Once, on a visit to the French countryside, I visited the most beautiful, picturesque little country farm I'd ever seen. The farm produced an organic yogurt for the market and, ever the annoying economist, I asked my host how this boutique operation could compete with factory farms. "We couldn't possibly do so," he told me. The farm never came close to profitability and survived only because of deep subsidies.

This revelation led to the inevitable compare-and-contrast discussion between the proud French farmer and the efficiency-oriented American. The punchline of that conversation came back to me Wednesday for a topical reason I'll reveal in a moment. The farmer explained to me that the way to think of his operation was that of a nonprofit that the public willingly supported in order to enjoy truly organic food and the existence of a quaint, noncorporate farm (it was open to visitors, which was how I happened to be there).

Consider President-elect Donald Trump's deal with United Technologies to preserve 1,000 jobs at its Carrier air conditioner factory in Indianapolis instead of moving the jobs to Mexico. News reports suggested that the outsourcing would have saved the company $65 million a year, as the firm planned to pay Mexican workers about one-fifth of the U.S. wage ($5 vs. $25 per hour).

At this writing, it's not clear what carrots and/or sticks are on offer from various levels of government; the mayor, the governor — who happens to be Vice President-elect Mike Pence — and Trump himself were in on the deal. But company officials essentially said they'd eat the loss in the interest of positive PR, maintaining UTC's lucrative deals with the Defense Department, and doing a solid for the incoming administration. Given annual revenue of $56 billion and profits of $4 billion a year, that may be a perfectly smart business decision for the firm.

But is it good economics?

It certainly doesn't seem like a sustainable way to adapt to the pressures of globalization. Somebody has to make up that wage differential, either taxpayers (subsidies), consumers (higher prices), or shareholders. In fact, as Nelson Schwartz reported in the New York Times, "While the standoff loomed large in the lives of its employees in Indiana, for United Technologies the forgone savings is tiny — equivalent to about 2 cents per share in earnings." (The other way to make up the difference would be productivity, but there's little productivity differential between most new Mexican factories and U.S. ones.)
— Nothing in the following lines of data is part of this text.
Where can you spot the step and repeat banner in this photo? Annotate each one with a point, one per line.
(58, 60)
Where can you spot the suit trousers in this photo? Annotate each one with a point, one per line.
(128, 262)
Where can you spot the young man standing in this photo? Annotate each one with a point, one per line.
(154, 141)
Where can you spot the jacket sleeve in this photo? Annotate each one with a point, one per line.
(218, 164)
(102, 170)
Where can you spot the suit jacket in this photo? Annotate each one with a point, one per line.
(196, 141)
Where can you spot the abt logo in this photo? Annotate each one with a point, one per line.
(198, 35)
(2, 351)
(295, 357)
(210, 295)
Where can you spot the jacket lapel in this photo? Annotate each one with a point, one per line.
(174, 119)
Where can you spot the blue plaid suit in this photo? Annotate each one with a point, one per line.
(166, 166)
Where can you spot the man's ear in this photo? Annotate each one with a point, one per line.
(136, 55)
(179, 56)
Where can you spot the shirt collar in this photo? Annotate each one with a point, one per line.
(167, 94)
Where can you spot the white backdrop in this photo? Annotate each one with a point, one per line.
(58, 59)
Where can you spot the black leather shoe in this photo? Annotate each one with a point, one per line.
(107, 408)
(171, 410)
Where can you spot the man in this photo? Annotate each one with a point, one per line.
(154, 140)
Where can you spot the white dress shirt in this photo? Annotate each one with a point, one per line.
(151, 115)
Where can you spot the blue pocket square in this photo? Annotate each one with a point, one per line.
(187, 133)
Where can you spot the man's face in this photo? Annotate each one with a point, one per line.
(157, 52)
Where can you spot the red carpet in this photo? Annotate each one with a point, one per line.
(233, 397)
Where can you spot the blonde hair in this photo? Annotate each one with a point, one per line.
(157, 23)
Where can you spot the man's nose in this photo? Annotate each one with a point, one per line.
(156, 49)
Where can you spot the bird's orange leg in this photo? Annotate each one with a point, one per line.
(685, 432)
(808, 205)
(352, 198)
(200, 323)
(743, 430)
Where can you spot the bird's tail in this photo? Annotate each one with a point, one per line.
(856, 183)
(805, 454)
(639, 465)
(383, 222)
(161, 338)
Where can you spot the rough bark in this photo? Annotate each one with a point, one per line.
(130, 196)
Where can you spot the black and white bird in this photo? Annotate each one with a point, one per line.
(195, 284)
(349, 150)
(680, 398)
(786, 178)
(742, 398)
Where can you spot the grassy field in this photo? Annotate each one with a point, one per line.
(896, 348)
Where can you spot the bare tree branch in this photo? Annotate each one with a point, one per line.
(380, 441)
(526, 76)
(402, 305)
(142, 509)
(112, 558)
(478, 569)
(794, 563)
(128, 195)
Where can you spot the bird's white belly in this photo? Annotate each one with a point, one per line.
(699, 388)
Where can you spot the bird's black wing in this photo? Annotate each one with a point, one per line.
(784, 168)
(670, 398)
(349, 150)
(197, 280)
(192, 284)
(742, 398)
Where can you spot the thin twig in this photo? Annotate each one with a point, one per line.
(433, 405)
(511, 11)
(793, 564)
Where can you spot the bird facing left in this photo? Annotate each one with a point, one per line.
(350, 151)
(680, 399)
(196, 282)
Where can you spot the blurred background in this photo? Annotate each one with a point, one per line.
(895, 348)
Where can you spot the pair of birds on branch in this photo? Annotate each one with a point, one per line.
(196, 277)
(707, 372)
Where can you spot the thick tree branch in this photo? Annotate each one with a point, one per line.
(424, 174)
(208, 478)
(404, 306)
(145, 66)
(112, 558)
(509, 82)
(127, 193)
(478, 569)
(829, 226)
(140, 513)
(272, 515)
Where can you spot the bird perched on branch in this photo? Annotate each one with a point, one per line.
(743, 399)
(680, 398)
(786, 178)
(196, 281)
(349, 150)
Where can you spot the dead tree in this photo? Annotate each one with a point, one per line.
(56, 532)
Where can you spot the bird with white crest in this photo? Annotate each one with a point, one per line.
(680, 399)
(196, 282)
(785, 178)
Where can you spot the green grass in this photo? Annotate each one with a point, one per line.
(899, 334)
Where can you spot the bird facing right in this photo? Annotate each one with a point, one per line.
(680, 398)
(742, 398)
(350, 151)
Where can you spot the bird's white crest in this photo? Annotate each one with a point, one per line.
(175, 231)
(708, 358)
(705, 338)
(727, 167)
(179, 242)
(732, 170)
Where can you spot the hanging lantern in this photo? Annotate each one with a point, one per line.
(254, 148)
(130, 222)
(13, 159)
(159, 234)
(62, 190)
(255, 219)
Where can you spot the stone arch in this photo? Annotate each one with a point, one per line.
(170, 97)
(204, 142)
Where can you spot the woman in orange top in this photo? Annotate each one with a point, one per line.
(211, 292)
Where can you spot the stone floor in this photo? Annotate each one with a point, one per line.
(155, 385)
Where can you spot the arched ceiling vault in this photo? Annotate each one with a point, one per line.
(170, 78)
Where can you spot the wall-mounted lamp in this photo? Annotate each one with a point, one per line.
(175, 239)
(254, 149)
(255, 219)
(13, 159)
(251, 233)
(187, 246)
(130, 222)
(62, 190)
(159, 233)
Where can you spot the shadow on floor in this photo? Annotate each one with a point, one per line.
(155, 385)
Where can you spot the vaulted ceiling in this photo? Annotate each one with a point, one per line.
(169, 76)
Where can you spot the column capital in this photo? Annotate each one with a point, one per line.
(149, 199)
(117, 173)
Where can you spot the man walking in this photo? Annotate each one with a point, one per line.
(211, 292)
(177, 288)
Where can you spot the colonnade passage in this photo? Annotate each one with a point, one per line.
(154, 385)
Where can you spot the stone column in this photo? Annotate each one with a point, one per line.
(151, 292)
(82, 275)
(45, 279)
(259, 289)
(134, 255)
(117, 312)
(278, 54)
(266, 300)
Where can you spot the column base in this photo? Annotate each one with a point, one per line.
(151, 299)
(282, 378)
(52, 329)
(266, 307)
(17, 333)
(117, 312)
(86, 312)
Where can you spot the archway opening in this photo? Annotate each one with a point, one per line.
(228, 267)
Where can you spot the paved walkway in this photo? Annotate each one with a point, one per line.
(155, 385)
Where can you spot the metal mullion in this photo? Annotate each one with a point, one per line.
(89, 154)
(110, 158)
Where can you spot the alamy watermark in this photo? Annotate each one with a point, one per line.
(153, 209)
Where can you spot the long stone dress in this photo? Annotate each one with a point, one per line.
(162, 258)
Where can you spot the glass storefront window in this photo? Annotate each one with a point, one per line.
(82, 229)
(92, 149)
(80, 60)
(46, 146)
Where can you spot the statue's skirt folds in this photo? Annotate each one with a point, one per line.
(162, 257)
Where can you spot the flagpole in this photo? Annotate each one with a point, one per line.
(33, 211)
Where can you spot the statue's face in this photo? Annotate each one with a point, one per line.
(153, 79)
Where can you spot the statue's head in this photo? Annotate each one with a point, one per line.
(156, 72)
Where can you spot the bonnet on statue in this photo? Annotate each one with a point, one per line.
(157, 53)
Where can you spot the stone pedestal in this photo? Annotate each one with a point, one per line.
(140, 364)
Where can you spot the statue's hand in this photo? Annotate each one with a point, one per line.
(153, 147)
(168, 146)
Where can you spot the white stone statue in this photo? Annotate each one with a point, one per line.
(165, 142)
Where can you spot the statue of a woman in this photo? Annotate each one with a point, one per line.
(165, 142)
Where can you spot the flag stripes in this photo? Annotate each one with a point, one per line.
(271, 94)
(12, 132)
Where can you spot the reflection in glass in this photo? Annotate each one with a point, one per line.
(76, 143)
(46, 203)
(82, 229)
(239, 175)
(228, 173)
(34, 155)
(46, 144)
Members of team Trump claim they might want to do more of these types of interventions. And there's no question that what they did here at Carrier is both smart politics and a real, unequivocal boon for the Carrier workers who get to keep their high-value-added jobs relative to what may otherwise be available to them.

But to make this type of intervention a core part of their job-growth strategy would be a mistake. I don't think Americans want to subsidize factories the way the French subsidize farms. This sort of production cannot be sustained as some sort of noncompetitive museum model, where we push back on trade-induced job losses through tax breaks and government contracts. True, governors and mayors commonly dole out such goodies as bribes to factories to settle in one state vs. another, but that's a zero-sum game, and often ends up as a big waste of precious resources. Meanwhile, it's also a game of corporate Whac-A-Mole. While Trump et al. were brokering this deal, nearby factories were packing up for Mexico.

As I recently wrote, we've generally failed to even try to implement a solution to this problem of global competition eroding our manufacturing base. A systemic approach, as opposed to what Trump is up to here, will require reducing our trade deficit in manufactured goods by pushing back against countries that manage their currencies to make our exports expensive and their exports cheap. It will require investments in advanced manufacturing so we can close the wage gap with productivity. It will require systemic state and older city economic development. It may require direct job creation to employ displaced workers when none of the above comes through.

For all my American efficiency, I see nothing wrong with highly inefficient, yet lovely and healthy, French farms. But let's not conflate that with a sustainable policy to meet the economic needs of the millions of workers, along with their families and communities, on the wrong side of the globalization equation.

Jared Bernstein is former chief economist to Vice President Joe Biden and a senior fellow at the Center on Budget and Policy Priorities. He wrote this article for the Washington Post.